As a clinical sexologist, I deal with the intricacies of intimate adult, consensual relationships. As a parent, I deal with the fear that someone will molest or abuse or otherwise harm one of my children. As a survivor of one incident of sexual abuse, which occurred when I was fourteen, I have traced the tendrils of its effects throughout my life. I am not the only person in my family with this history: my mother, a sibling, and—yes—a child of mine, my oldest—have all been raped.
So it is with tremendous concern and many complicated thoughts and emotions that I read about the latest incident in Albany—an allegation (not yet proven or convicted) of inappropriate sexual behavior on the part of a male teacher toward a student (gender undisclosed). There has been an arrest. There is now an investigation. The jury has not yet been selected. We must wait for discoveries of truth.
While it would be truly terrible if this were an unfounded accusation—it would also be truly terrible if it were true. In a scenario like this, nobody wins. A teacher falsely accused can seldom escape the taint of having been accused in the first place—this is a shattering blow to any innocent person. And a minor child who has been damaged in this way will live with the effects the rest of his or her life. Individuals, families, schools—the entire community—everyone loses and nobody benefits in a situation like this. People will often take sides and rigid positions from the outset. As a result, we lose precious trust in each other and in our institutions.
As the investigation continues, and our collective conversation swirls, the only thing we can redeem from a situation like this is our ability to learn from it. What is it we need to understand as individuals and as a community? What else could we be doing to prevent potential victims (of all ages) from succumbing to sexually predatory behavior? How do we let everyone know the array of devastating consequences that may result from deliberate predation, impulsive sexual overtures and actions, and even wrongful accusations?
I think we all need to be talking with our young people in the frankest possible way, to help them examine their thoughts and feelings about sexuality, sensuality, their strongest emotions, and the dynamics of consent and boundaries—both as minors and as future adults. While many of our children do get warned about "strangers," it is much harder to warn them about potential harm from people they know. We all want our kids to have great teachers, mentors, and positive role models in their lives. Unfortunately, sometimes those positions are occupied by people who are not as benign as they seem. Unless we discover a previous record of sexual offending, we usually cannot tell the difference in advance. Many of us grownups have known at least one instance of being taken in by a seemingly nice person who turns out to be toxic. So how do we help our kids to be smarter and wiser than we are?
One thing we can do as parents is to help our children understand the sovereignty of their own bodies and personal boundaries, and to help them understand about power dynamics and consent.
For example, I cringe when I see parents urging a small children to give some other grownup a hug, when the kid clearly has no affectionate urge of his or her own. With the best intentions, we can sometimes teach our kids to be compliant pleasers who override their own common sense boundaries of self. This is not a help if this child later encounters a manipulative, predatory, but seemingly benign adult. We need to encourage our children to trust their gut reactions, to insist on their physical sanctity, as well as give them the language and strategies of consent and the ability to recognize predatory power machinations - which is where sexual abuse can often begin.

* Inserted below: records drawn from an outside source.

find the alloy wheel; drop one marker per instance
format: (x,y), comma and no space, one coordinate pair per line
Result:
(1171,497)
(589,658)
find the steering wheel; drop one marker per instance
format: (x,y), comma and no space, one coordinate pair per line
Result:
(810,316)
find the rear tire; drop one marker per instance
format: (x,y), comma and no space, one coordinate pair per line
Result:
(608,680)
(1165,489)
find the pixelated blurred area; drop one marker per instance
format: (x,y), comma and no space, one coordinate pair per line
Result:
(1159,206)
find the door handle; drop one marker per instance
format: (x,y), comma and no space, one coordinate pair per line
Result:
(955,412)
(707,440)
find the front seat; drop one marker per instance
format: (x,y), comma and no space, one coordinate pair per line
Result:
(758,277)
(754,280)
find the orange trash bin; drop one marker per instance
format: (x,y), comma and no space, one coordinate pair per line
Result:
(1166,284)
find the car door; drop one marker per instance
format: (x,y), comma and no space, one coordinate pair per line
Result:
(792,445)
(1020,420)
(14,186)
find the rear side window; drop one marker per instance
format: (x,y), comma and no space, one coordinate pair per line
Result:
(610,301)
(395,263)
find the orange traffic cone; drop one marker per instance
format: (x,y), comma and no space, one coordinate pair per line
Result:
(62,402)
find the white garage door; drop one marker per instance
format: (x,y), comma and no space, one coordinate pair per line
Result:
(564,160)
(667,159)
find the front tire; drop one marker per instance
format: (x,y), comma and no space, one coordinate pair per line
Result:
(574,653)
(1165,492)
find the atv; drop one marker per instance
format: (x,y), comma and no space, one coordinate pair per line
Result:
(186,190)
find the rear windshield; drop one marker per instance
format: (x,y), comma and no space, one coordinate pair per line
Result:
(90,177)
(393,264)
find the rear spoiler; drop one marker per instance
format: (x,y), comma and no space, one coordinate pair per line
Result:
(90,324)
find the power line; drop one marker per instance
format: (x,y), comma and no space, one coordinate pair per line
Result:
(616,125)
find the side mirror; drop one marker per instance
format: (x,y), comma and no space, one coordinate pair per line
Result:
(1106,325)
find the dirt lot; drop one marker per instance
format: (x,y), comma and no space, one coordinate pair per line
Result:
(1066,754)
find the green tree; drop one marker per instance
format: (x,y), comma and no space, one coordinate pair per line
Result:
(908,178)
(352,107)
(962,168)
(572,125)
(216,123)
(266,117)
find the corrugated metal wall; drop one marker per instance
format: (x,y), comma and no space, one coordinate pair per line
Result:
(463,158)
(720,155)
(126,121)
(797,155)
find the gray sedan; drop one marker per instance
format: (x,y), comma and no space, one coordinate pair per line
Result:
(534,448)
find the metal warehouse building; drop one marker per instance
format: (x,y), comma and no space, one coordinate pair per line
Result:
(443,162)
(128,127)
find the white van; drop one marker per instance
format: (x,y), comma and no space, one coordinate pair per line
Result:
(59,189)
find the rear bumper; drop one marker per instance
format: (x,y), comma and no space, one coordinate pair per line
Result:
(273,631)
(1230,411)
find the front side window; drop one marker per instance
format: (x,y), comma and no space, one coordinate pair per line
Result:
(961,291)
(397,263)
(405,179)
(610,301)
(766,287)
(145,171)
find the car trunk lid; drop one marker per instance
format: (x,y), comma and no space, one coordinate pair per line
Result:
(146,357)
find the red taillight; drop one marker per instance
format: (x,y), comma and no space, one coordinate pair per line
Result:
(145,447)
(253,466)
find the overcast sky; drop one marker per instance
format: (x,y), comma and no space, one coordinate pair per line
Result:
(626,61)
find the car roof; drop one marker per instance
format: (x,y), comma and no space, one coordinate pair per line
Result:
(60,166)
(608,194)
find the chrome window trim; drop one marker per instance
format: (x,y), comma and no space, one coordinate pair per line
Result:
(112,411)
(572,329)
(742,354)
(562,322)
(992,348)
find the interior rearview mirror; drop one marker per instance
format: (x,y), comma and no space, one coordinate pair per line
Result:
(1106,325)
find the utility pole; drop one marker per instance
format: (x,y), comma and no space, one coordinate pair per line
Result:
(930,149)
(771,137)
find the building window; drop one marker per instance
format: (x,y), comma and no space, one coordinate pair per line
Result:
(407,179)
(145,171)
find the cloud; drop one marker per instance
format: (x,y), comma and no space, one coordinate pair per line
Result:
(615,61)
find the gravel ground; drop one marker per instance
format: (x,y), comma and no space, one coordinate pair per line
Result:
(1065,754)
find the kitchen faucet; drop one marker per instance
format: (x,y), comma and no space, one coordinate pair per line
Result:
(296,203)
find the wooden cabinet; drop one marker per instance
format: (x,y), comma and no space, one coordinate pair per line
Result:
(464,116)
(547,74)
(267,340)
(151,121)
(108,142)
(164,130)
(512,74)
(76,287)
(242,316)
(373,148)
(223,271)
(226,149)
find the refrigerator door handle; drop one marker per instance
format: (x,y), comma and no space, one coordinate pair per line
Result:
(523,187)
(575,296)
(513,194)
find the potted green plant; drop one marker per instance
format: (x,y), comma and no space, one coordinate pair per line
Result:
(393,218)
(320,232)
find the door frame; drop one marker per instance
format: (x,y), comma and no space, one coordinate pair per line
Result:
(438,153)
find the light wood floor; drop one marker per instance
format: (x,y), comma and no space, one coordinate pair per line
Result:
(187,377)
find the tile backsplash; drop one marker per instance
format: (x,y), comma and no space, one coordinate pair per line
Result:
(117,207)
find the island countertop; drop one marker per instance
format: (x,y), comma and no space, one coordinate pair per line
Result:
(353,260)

In a saner and better funded educational setting, teachers could bring broader and generalized lessons of boundaries and consent into many parts of the curriculum. Teachers could be trained to notice their own abilities (or shortcomings) in the classroom setting with regard to use of language, gesture, classroom rules of behavior, power dynamics, relationships, etc. and model a noticing of these dynamics, explicitly assisting students to become aware of when they may be violated or violating some personal or community "boundaries." Kids need to be supported in developing strategic perception as well as strategic language. These general strategies can then be brought into specific focus during health and sex ed classes (and conversations with parents) as well. Dots connected.
None of my thoughts here are meant to cast any fault or blame on any person involved in current case that's the talk of the town. Remember, I have my own anguish and grief as a mother who was unable to effectively protect one of her children from sexual predation. That this rape happened when my kid was 18 hardly matters at all. I have just tried to understand these matters professionally and personally, and I conclude there's a lot more we could do, individually and collectively, to empower our kids and thereby make things a lot harder for predators to corner and manipulate their victims.
For adults who feel the need to learn more about sexual offenders, the online library at the California Coalition of Sexual Offending has many articles.
I like to think that whatever the outcome of the case, that we can become a better informed community as a result. And I dearly hope that whoever has been harmed in this instance receives the full support and care that he or she needs and deserves.